Carbapenems, largely recognised as one of the last-line of defences against multidrug-resistant (MDR) bacterial infections, is now facing threats of resistance and reduced effectiveness. While carbapenamase-producing Enterobacterales (CPE) infection control practices are based on the paradigm that detected carriers in the hospital transmit the bug to other patients through person-to-person contact within the same ward or hospital, the involvement of plasmid-mediated transmission has resulted in the rise of hidden reservoirs. In particular, the environment, healthcare workers, hospital equipment and instruments are some of the potential sources of CPE transmission, which are currently not adequately addressed by existing infection control protocols.

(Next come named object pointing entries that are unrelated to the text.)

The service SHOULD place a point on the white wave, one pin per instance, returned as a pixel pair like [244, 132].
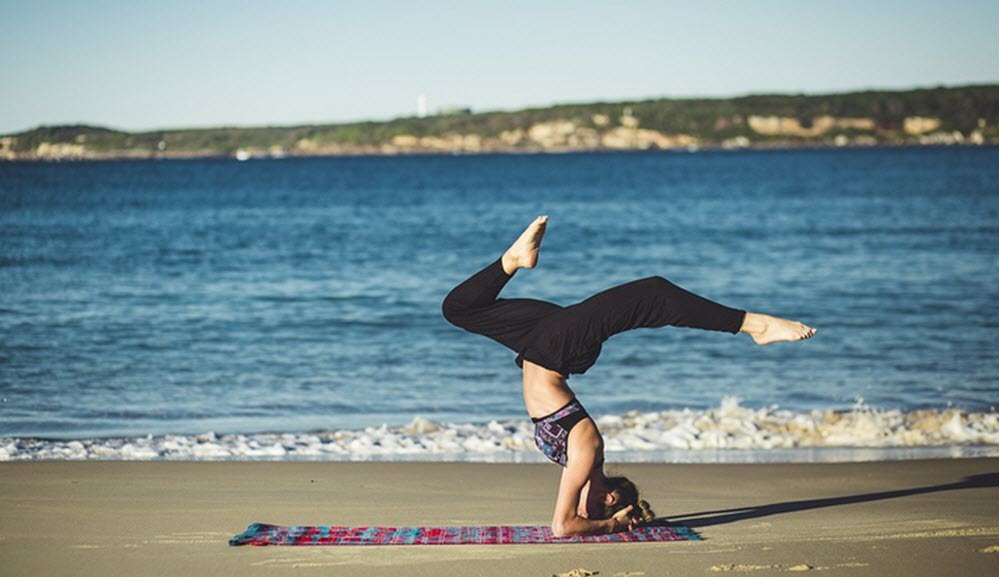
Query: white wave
[634, 436]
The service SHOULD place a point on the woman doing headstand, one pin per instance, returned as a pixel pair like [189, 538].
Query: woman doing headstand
[552, 342]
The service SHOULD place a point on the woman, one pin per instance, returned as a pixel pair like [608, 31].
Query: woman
[553, 342]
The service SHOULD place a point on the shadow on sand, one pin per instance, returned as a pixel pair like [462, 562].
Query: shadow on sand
[722, 516]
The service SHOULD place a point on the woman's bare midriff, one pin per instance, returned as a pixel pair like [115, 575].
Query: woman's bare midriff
[545, 391]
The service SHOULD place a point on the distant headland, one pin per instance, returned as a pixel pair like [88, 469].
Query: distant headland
[928, 116]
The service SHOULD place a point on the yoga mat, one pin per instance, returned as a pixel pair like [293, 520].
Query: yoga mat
[259, 534]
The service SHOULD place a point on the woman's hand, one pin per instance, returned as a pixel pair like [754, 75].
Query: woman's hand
[623, 520]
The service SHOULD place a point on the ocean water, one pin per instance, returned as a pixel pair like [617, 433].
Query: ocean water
[274, 308]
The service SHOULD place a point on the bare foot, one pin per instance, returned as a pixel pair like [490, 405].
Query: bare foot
[524, 252]
[766, 329]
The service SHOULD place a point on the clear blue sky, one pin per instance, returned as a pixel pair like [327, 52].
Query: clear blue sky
[177, 63]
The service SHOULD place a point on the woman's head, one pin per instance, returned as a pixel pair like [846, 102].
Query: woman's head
[621, 493]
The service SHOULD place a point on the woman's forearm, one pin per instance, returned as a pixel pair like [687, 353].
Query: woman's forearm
[580, 526]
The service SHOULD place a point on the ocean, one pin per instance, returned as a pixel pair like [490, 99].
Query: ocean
[290, 308]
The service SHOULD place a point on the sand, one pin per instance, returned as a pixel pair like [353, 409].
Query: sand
[907, 518]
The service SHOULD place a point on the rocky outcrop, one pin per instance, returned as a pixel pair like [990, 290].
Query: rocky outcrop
[818, 126]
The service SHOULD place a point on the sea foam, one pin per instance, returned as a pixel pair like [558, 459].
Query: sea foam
[729, 432]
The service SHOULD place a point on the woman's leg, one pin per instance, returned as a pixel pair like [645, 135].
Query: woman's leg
[474, 306]
[570, 340]
[649, 303]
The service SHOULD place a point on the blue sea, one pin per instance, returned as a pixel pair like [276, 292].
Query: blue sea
[203, 298]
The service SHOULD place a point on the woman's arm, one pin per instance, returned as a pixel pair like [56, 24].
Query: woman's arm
[584, 446]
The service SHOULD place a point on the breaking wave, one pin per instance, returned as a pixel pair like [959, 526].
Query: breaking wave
[729, 432]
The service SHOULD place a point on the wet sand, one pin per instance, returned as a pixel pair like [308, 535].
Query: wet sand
[907, 518]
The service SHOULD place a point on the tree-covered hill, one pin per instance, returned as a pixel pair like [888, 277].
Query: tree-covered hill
[943, 115]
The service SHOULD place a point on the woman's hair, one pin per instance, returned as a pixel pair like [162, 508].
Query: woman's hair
[628, 494]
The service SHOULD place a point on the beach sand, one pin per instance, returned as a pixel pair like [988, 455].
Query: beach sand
[907, 518]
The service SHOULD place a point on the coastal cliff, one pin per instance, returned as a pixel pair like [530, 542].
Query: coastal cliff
[935, 116]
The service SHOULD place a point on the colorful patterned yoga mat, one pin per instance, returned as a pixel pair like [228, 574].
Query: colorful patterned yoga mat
[260, 534]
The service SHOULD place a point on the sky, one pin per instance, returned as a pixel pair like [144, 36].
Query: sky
[138, 65]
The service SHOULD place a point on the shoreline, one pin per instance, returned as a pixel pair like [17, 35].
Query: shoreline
[915, 518]
[144, 156]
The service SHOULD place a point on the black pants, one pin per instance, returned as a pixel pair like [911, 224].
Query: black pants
[568, 339]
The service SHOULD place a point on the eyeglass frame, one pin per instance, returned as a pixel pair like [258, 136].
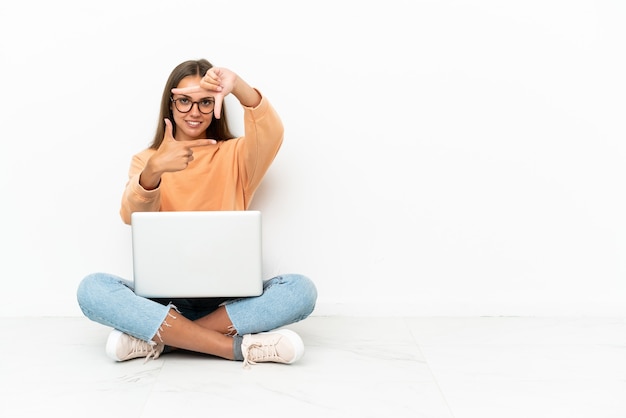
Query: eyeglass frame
[193, 103]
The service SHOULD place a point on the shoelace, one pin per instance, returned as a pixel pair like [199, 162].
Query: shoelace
[140, 346]
[259, 352]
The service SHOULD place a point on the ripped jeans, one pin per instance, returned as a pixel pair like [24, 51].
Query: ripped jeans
[111, 301]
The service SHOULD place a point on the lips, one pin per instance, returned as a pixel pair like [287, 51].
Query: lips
[192, 123]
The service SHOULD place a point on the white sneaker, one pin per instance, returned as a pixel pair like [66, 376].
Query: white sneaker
[122, 347]
[281, 346]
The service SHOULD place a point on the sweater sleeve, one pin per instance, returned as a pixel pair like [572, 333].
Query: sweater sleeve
[135, 198]
[263, 137]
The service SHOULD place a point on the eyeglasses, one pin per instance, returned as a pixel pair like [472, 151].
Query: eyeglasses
[184, 104]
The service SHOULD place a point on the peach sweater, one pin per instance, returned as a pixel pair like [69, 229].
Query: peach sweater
[223, 176]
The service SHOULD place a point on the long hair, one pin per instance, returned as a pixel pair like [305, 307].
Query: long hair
[218, 129]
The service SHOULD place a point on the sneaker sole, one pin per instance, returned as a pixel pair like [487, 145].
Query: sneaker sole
[111, 346]
[295, 340]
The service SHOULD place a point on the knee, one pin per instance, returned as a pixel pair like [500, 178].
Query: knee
[94, 287]
[303, 290]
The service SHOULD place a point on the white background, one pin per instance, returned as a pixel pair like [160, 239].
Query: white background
[440, 157]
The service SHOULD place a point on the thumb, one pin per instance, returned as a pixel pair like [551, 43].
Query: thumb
[217, 111]
[169, 130]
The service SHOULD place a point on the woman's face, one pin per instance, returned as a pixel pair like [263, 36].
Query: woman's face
[192, 124]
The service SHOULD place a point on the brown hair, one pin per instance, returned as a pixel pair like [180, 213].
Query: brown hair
[218, 129]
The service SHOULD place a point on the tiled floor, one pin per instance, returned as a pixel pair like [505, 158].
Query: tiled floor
[353, 367]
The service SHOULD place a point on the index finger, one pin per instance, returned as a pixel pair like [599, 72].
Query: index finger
[188, 90]
[199, 142]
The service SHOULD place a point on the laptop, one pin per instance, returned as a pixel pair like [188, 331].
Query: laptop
[197, 254]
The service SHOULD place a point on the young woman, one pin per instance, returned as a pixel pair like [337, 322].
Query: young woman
[195, 164]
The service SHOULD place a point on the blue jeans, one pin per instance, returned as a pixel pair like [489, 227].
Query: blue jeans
[111, 301]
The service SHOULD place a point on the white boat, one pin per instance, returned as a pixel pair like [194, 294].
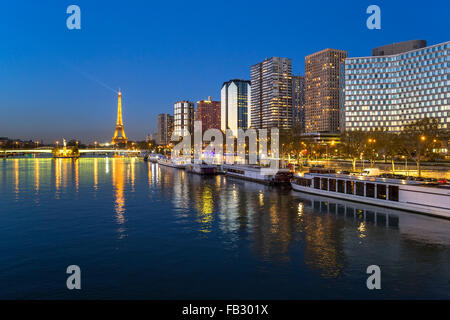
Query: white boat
[257, 173]
[415, 196]
[174, 163]
[201, 168]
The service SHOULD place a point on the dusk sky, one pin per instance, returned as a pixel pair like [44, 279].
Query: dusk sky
[53, 80]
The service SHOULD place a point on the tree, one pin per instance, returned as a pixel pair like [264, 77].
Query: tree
[353, 145]
[416, 139]
[389, 144]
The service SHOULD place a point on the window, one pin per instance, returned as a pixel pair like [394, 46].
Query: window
[393, 193]
[350, 186]
[360, 189]
[316, 183]
[324, 184]
[370, 190]
[341, 186]
[332, 184]
[381, 191]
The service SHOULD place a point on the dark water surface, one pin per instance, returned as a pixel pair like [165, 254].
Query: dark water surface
[138, 230]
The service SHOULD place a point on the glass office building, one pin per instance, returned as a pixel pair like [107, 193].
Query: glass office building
[271, 94]
[391, 91]
[183, 115]
[235, 106]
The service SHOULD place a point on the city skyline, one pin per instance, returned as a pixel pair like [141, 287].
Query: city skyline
[47, 67]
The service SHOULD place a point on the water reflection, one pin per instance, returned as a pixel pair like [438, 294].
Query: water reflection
[36, 176]
[16, 178]
[270, 228]
[118, 176]
[95, 174]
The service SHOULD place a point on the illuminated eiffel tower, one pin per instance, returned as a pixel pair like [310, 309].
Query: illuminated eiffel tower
[119, 124]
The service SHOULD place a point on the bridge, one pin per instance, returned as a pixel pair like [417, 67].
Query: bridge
[128, 151]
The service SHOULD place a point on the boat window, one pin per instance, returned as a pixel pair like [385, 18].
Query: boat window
[332, 184]
[303, 182]
[316, 183]
[381, 191]
[350, 186]
[360, 189]
[393, 193]
[370, 190]
[324, 184]
[341, 186]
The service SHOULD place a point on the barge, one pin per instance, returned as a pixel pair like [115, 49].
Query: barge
[258, 174]
[201, 168]
[415, 196]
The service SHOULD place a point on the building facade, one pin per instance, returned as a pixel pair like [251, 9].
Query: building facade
[165, 128]
[322, 71]
[235, 105]
[392, 91]
[298, 103]
[208, 112]
[183, 118]
[271, 94]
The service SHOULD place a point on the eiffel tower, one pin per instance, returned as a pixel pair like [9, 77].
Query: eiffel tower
[119, 124]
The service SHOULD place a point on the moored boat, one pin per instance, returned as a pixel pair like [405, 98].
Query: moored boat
[174, 163]
[201, 168]
[258, 174]
[410, 195]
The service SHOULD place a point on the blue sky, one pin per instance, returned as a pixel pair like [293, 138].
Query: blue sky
[159, 52]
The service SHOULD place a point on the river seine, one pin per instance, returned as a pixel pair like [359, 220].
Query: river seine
[141, 231]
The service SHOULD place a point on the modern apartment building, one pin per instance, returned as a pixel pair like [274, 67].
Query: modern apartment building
[235, 105]
[271, 93]
[391, 91]
[183, 118]
[208, 112]
[165, 128]
[322, 79]
[298, 102]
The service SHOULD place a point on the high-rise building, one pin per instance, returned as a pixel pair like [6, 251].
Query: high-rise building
[208, 112]
[298, 102]
[392, 91]
[235, 105]
[165, 128]
[183, 116]
[271, 94]
[322, 90]
[399, 47]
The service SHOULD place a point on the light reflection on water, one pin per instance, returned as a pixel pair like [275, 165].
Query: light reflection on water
[170, 234]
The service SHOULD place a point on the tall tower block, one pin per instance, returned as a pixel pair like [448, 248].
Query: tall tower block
[119, 133]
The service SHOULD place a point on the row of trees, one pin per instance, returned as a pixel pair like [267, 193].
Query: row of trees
[418, 141]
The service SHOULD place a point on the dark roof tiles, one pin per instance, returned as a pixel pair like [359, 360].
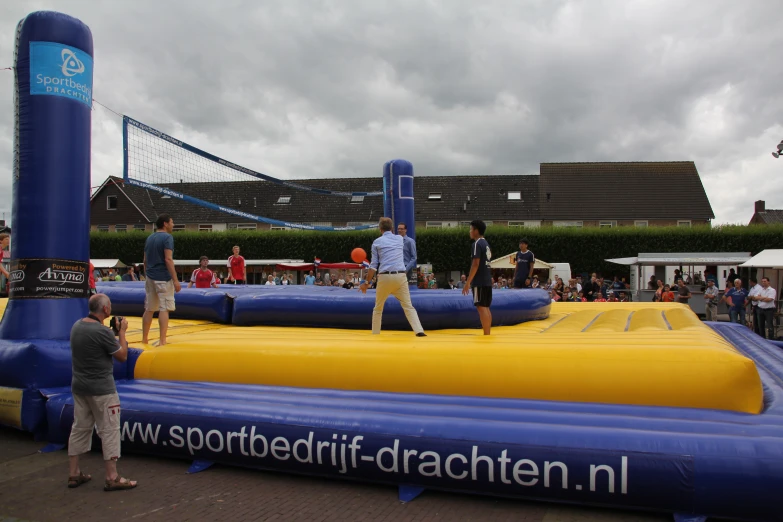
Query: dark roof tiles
[623, 190]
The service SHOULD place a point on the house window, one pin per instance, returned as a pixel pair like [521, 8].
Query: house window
[242, 226]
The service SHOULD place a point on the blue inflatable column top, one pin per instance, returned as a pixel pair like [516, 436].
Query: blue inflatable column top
[398, 194]
[50, 246]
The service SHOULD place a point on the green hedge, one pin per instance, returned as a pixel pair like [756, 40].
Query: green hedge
[449, 249]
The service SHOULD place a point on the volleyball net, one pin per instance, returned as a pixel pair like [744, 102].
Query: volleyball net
[156, 161]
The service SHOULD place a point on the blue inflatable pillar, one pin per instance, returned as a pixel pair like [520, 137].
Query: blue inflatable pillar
[398, 194]
[50, 254]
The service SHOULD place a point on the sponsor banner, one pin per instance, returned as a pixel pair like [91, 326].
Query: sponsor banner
[60, 70]
[572, 474]
[49, 278]
[11, 407]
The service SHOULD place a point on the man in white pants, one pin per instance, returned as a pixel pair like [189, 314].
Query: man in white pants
[387, 262]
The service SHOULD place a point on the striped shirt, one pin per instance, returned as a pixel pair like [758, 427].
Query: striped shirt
[387, 254]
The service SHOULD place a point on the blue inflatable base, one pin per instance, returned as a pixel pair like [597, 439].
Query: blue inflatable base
[686, 461]
[215, 305]
[332, 307]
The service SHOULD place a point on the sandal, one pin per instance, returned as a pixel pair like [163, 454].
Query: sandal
[78, 480]
[119, 484]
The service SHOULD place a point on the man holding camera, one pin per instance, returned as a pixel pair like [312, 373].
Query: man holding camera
[95, 400]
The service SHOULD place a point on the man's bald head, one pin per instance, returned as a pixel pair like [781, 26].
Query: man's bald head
[97, 304]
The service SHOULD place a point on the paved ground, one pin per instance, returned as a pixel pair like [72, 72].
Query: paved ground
[33, 488]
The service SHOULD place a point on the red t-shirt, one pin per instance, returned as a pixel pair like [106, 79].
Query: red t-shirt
[202, 278]
[237, 266]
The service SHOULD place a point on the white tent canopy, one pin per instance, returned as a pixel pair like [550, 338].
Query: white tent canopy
[505, 262]
[772, 258]
[688, 258]
[107, 263]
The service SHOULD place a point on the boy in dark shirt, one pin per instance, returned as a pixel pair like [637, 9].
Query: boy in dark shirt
[480, 277]
[524, 262]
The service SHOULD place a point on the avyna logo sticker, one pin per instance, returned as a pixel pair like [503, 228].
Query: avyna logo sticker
[60, 70]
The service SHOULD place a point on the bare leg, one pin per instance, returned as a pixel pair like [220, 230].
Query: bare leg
[146, 323]
[73, 466]
[163, 321]
[486, 318]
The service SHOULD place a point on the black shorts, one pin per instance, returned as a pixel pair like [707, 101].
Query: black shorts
[482, 296]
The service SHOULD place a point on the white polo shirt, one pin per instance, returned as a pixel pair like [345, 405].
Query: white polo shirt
[753, 292]
[767, 292]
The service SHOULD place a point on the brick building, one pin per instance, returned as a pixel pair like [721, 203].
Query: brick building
[564, 194]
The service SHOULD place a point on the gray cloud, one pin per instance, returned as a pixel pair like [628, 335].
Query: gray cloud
[319, 89]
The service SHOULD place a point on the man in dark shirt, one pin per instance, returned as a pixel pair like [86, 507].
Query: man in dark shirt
[683, 293]
[525, 262]
[480, 277]
[162, 282]
[95, 400]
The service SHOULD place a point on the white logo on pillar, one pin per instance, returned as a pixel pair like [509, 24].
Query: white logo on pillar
[71, 64]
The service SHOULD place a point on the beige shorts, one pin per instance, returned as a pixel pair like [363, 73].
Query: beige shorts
[159, 295]
[96, 411]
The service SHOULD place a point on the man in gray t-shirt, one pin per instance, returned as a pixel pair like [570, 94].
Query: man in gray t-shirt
[711, 298]
[95, 400]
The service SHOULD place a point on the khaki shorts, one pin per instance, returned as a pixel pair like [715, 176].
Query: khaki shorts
[96, 411]
[159, 295]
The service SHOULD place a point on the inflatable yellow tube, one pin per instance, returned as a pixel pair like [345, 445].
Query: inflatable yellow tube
[623, 353]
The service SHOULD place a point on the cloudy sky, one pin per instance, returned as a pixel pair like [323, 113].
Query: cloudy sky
[321, 88]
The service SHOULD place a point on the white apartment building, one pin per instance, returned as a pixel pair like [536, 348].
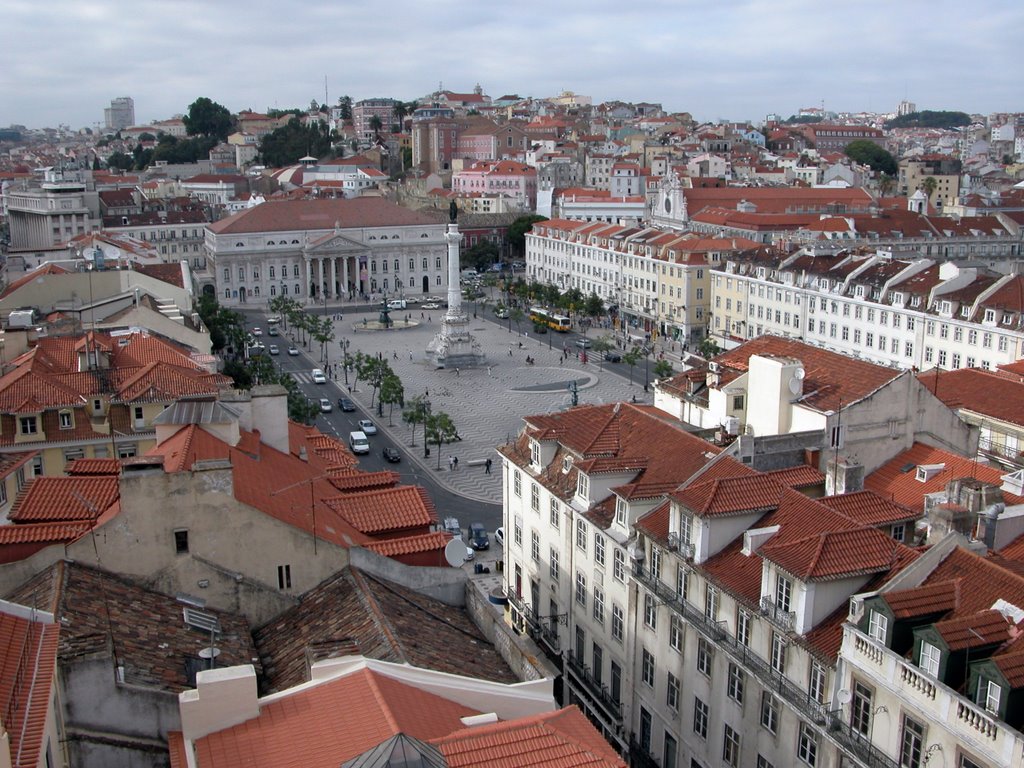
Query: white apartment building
[693, 604]
[918, 313]
[318, 249]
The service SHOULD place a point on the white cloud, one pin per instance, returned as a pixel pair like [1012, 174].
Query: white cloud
[727, 58]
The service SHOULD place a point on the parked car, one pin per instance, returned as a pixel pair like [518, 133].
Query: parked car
[452, 525]
[478, 538]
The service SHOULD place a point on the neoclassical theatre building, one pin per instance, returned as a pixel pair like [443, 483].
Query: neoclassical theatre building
[317, 250]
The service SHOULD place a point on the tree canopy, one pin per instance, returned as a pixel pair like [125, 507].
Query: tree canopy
[930, 119]
[294, 140]
[519, 227]
[207, 118]
[869, 154]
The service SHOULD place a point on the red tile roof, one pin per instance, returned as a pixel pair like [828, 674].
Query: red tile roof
[28, 667]
[897, 478]
[323, 725]
[830, 378]
[66, 499]
[997, 395]
[836, 554]
[291, 215]
[564, 738]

Since 2010, Singapore has reported a rise in CPE infections across all public hospitals. The most common species detected were Klebsiella pneumoniae (K. pneumoniae), Escherichia coli (E. coli) and Enterobacter cloacae (E. cloacae), with blaKPC-2, blaNDM-1, blaOXA-181 and blaOXA-48 as the predominant carbapenemase genes. The Carbapenemase-producing Enterobacteriaceae in Singapore (CaPES) study group, initiated in 2013, was aimed at integrating clinical and molecular epidemiology to better understand risk factors, clinical outcomes and transmission patterns of carbapenem-resistant Enterobacterales (CREs) in Singapore. As part of a retrospective CaPES study, over 1,000 clinical and surveillance samples from September 2010 to April 2015 were whole-genome sequenced. Transmission analysis was performed to provide insights into the dynamics of CPE introduction and dissemination in healthcare facilities since majority of CPE transmission over the study period were genomically linked, either by clonal or plasmid-mediated transmission. While clonal transmission decreased following introduction of infection prevention and control measures, plasmid-mediated transmission persisted for a much longer period and accounted for a significant prevalence of CPE at a population-level.
CPE infections remain a critical public health concern in Singapore, and a national network aimed at research, surveillance and prevention is key in developing effective interventions for future outbreaks.